Kisah hidup. Semua orang memiliki perjalanan. Serba-serbi perjalanan hidup. Sadar maupun tidak itu sudah terlalui. Bagaikan air yang mengalir. Mungkin itulah perjalanan hidup yang terjadi.

Kisahmu. Ada lika-liku disana. Lembah dan pegunungan pernah dilalui. Aku memandangnya dari kejauhan. Lembah yang curam dan gunung yang terjal. Terlihat dirimu begitu berat berjalan. Menghela nafas. Hanya itu yang bisa dilakukan. Aku hanya penonton setia. Memandang, itu saja. Komentator setia atas cuplikan peristiwa. Bagiku hanyalah iklan yang berjalan. Dilihat hanya sepintas. Begitu hilang semua sudah terlepas. Cukup tahu saja. Dibubuhi sedikit perasaan. Itulah bentuk simpatiku.

Apakah laut ini selalu bergelombang? Tak bisakah goncangan itu ritmenya di perlambat? Itu bukan kuasa kita. Gelombang ini terlalu berat. Berpegang erat. Hantaman semakin kuat. Apa yang harus dilakukan? Nahkoda mulai rapuh. Kendali nahkoda terlihat lunglai. Awak kapal mulai lelah. Mual dan pusing itu yang dirasa. Seolah berkata tak sanggup namun takut. Awak kapal berusaha sekuat tenaga. Lelah..tumbang dan menyerah.

Kegetiran merasuk dalam diri nahkoda. Parah. Dua cobaan harus dilalui. Belum tuntas misi menaklukkan gelombang. Awak kapal telah tumbang. Siapakah yang mengatur layar? Nahkoda mulai berpikir. Segala akal dan daya dicurahkan. Semua tenaga yang ia punya digunakan.

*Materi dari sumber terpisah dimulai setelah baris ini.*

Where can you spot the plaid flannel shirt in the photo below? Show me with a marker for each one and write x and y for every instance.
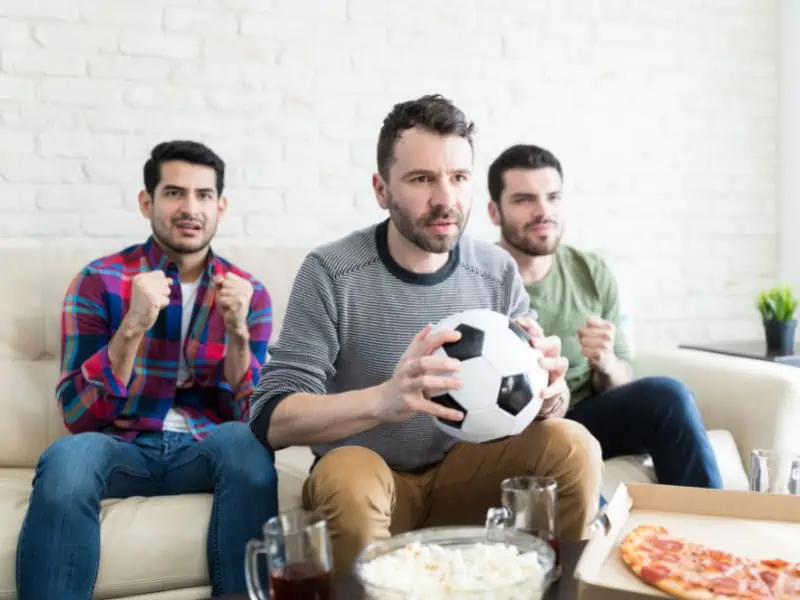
(92, 398)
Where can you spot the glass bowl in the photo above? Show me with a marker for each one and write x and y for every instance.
(500, 580)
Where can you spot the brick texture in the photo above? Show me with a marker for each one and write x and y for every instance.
(664, 113)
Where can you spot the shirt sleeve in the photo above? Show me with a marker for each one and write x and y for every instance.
(90, 396)
(519, 303)
(303, 359)
(234, 400)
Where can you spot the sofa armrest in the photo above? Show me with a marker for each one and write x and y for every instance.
(757, 401)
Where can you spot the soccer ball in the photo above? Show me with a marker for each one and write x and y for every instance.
(501, 380)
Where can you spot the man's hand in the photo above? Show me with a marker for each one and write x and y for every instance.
(419, 376)
(149, 294)
(555, 397)
(233, 302)
(596, 338)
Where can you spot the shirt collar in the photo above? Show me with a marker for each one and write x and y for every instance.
(158, 259)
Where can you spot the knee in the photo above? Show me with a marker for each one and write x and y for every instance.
(351, 477)
(570, 445)
(240, 456)
(669, 397)
(71, 466)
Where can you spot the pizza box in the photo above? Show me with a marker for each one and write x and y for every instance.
(750, 524)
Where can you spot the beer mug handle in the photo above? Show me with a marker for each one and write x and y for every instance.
(497, 518)
(251, 552)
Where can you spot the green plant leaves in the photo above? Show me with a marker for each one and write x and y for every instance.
(777, 304)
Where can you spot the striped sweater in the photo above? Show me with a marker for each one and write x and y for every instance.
(351, 314)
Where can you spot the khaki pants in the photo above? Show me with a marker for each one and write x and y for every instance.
(364, 500)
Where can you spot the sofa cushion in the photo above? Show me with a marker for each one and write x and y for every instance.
(31, 419)
(148, 545)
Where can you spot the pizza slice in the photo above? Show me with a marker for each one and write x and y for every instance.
(692, 571)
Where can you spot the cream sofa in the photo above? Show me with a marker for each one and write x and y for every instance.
(155, 548)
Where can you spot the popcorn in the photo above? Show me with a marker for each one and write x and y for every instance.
(436, 572)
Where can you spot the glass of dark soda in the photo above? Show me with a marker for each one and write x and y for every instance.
(529, 505)
(299, 559)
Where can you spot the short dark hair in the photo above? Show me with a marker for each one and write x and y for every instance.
(432, 112)
(519, 156)
(185, 150)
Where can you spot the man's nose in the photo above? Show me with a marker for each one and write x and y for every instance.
(444, 194)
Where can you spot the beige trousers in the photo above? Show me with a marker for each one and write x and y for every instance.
(364, 500)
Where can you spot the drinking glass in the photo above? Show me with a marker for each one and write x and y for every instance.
(775, 471)
(529, 504)
(299, 559)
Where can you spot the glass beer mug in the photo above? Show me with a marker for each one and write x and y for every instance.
(299, 558)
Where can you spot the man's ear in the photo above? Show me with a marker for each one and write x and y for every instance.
(381, 190)
(145, 203)
(494, 213)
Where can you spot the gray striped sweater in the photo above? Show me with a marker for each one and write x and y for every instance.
(351, 314)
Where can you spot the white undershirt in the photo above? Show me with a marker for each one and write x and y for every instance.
(175, 421)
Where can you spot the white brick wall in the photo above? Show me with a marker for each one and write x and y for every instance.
(663, 112)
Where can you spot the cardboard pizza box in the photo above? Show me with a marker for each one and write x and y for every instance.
(749, 524)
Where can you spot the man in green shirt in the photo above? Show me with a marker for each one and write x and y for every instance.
(576, 297)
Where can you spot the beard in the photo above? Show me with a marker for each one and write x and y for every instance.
(416, 230)
(532, 245)
(168, 236)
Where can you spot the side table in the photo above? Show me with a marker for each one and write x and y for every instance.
(564, 589)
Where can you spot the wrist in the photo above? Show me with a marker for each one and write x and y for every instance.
(239, 335)
(131, 327)
(375, 400)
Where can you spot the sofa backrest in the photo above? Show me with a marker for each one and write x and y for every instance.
(34, 282)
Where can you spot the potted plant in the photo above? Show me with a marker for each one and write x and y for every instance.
(778, 308)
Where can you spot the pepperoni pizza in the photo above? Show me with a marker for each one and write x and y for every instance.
(691, 571)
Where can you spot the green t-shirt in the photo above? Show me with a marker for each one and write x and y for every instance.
(579, 285)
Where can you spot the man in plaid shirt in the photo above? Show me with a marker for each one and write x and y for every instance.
(161, 347)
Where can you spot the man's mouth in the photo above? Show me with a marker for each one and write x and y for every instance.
(188, 226)
(542, 228)
(442, 225)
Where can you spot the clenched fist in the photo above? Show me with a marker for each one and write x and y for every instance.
(233, 301)
(149, 294)
(597, 343)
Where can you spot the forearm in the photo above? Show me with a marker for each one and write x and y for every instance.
(237, 358)
(616, 374)
(122, 350)
(305, 419)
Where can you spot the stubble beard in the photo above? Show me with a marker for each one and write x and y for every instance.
(416, 233)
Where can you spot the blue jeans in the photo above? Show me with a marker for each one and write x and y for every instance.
(655, 415)
(58, 552)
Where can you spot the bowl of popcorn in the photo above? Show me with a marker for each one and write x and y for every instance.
(448, 563)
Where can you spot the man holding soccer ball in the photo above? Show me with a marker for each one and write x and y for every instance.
(353, 371)
(576, 297)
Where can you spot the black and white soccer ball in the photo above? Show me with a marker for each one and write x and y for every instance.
(501, 379)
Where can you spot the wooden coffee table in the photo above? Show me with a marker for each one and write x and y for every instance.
(564, 589)
(756, 350)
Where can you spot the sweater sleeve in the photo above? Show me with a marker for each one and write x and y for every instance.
(303, 359)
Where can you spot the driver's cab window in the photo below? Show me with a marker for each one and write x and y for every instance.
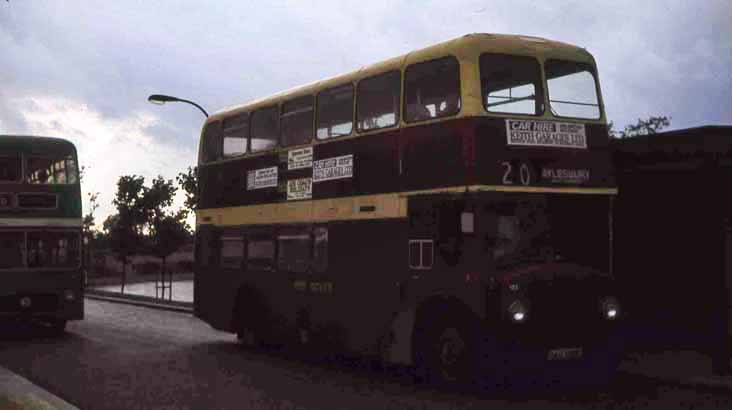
(519, 231)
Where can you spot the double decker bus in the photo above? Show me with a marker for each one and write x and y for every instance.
(40, 231)
(449, 209)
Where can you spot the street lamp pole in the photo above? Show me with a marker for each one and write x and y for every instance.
(161, 99)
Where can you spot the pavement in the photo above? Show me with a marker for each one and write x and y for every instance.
(680, 367)
(17, 393)
(673, 367)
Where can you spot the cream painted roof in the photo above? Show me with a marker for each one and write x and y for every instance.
(466, 47)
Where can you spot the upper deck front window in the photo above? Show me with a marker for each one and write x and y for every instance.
(10, 169)
(432, 89)
(572, 89)
(511, 84)
(265, 129)
(51, 170)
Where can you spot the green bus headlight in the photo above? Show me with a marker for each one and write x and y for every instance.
(518, 310)
(610, 308)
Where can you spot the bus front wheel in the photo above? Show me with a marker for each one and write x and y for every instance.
(447, 352)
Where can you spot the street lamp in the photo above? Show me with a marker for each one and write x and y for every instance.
(161, 99)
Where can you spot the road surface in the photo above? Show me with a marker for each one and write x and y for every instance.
(129, 357)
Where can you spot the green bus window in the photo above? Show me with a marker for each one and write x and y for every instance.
(421, 254)
(265, 129)
(320, 249)
(260, 253)
(52, 249)
(10, 169)
(572, 89)
(11, 250)
(44, 170)
(297, 121)
(232, 252)
(335, 112)
(511, 84)
(212, 144)
(432, 89)
(377, 101)
(294, 250)
(236, 133)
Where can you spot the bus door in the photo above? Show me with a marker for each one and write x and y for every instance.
(302, 258)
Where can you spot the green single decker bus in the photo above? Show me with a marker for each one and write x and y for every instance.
(41, 278)
(448, 209)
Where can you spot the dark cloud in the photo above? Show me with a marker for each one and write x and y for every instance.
(101, 62)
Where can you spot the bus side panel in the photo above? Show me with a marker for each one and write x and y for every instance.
(432, 156)
(367, 261)
(498, 163)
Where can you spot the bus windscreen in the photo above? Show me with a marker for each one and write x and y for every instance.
(10, 169)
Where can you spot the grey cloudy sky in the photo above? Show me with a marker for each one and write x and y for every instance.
(83, 70)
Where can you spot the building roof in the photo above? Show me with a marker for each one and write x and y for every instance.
(705, 141)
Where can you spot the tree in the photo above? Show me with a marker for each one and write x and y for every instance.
(188, 181)
(126, 227)
(166, 231)
(649, 126)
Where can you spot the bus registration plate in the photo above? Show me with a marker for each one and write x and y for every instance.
(565, 354)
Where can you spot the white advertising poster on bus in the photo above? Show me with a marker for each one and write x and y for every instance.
(301, 188)
(333, 168)
(300, 158)
(262, 178)
(546, 134)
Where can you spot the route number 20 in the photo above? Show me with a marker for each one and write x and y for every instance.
(509, 177)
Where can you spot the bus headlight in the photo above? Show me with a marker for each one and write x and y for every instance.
(518, 311)
(610, 308)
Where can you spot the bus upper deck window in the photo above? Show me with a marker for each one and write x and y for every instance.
(236, 133)
(335, 112)
(45, 170)
(11, 250)
(212, 144)
(377, 101)
(260, 252)
(511, 84)
(10, 169)
(432, 89)
(572, 89)
(265, 129)
(297, 121)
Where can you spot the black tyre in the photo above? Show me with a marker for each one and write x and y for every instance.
(57, 327)
(447, 352)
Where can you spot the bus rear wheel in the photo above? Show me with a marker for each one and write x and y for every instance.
(57, 327)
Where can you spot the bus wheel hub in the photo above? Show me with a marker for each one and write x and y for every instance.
(451, 347)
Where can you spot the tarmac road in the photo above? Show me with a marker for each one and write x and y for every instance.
(130, 357)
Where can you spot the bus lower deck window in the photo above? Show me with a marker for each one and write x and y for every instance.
(11, 250)
(260, 253)
(232, 251)
(377, 101)
(10, 169)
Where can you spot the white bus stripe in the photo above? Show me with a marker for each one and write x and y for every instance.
(41, 222)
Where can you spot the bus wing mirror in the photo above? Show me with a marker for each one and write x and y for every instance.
(467, 222)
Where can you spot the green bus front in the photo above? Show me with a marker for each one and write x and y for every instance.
(40, 231)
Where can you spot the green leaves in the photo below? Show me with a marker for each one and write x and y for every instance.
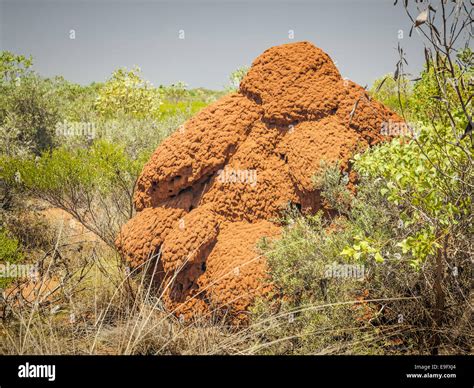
(128, 94)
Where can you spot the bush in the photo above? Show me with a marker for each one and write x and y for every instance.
(95, 184)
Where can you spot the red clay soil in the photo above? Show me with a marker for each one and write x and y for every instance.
(212, 190)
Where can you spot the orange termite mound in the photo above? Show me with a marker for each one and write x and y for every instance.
(214, 188)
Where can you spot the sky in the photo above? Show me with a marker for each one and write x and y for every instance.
(361, 36)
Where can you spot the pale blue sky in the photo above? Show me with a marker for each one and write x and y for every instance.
(361, 35)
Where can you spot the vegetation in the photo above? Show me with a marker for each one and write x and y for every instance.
(386, 271)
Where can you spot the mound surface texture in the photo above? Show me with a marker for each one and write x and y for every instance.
(216, 187)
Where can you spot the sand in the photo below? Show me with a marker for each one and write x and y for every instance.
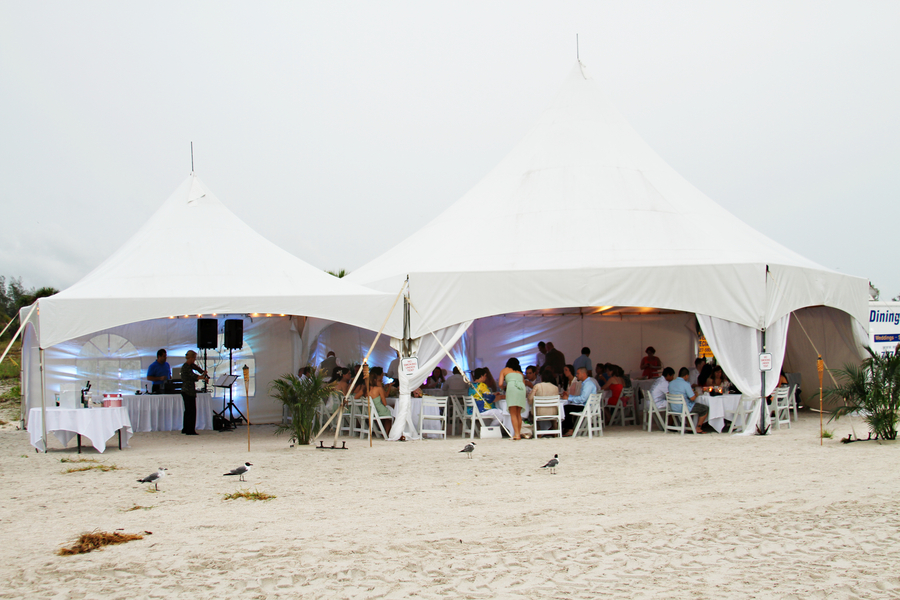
(630, 515)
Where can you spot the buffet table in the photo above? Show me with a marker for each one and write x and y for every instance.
(165, 412)
(96, 424)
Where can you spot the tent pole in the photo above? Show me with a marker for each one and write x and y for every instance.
(43, 406)
(18, 331)
(355, 379)
(8, 324)
(763, 407)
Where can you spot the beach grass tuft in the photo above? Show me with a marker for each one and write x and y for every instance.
(98, 467)
(246, 494)
(88, 542)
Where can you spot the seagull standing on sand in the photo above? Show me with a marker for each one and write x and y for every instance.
(470, 447)
(154, 477)
(244, 468)
(552, 464)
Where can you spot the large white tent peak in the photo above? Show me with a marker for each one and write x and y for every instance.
(582, 212)
(195, 256)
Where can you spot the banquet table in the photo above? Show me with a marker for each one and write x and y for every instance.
(165, 412)
(720, 408)
(96, 424)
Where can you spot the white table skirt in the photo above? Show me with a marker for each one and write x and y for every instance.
(720, 408)
(96, 424)
(165, 412)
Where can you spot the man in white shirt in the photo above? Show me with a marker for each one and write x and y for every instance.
(455, 385)
(660, 388)
(541, 357)
(584, 361)
(695, 372)
(394, 368)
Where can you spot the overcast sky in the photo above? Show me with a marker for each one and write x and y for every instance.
(335, 129)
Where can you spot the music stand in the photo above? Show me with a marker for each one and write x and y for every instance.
(227, 381)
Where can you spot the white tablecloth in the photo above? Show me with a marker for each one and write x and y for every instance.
(165, 412)
(96, 424)
(720, 408)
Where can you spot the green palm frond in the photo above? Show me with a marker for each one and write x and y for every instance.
(871, 389)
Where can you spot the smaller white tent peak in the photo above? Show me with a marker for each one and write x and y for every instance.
(194, 256)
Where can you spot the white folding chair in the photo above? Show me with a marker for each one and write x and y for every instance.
(550, 405)
(746, 408)
(439, 415)
(652, 413)
(457, 414)
(780, 409)
(479, 418)
(377, 421)
(792, 398)
(590, 419)
(677, 411)
(622, 410)
(360, 416)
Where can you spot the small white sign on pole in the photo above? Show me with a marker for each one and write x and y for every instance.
(409, 365)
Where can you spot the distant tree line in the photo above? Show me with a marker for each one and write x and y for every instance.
(14, 295)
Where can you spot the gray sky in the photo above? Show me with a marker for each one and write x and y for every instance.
(335, 129)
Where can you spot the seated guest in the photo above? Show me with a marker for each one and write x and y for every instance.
(489, 380)
(576, 403)
(705, 374)
(531, 378)
(455, 385)
(695, 371)
(583, 361)
(604, 372)
(436, 380)
(544, 388)
(680, 385)
(329, 363)
(570, 383)
(650, 364)
(479, 390)
(718, 377)
(159, 372)
(660, 388)
(615, 384)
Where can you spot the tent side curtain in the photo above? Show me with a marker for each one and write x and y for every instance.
(737, 348)
(429, 354)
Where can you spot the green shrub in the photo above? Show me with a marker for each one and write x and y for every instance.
(302, 397)
(873, 390)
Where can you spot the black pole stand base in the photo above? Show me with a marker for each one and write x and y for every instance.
(322, 446)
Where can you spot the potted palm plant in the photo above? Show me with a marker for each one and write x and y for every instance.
(302, 397)
(872, 390)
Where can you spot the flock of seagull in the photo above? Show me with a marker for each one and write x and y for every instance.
(161, 472)
(242, 470)
(551, 464)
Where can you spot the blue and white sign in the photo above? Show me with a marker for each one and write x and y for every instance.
(884, 326)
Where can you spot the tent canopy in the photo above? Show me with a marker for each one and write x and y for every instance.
(584, 213)
(194, 256)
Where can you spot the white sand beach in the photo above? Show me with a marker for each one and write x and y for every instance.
(629, 515)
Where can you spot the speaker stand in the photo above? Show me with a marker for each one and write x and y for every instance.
(230, 406)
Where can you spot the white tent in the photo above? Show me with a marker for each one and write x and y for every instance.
(583, 213)
(192, 257)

Tepar, awak kapal tak berdaya. Berikan waktu itu yang difikirkan nahkoda. Berharap berjalannya waktu awak kapal akan kembali tegap.

Ditengah hempasan cobaan ada keberkahan. Nahkoda melihat ada kapal yang hendak melintas. Nahkoda meminta bantuan. Awak kapal sebrang datang menolong. Kegusaran hati nahkoda bisa terobati.

Empati akan situasi. Sungguh pelik kondisinya. Rasa ingin menolong dan berbagi derita awak perahu seberang. Tak berfikir lama, ikut andil akan nasib nahkoda. Semoga gelombang itu makin mengecil. Sungguh berat deritamu hai nahkoda.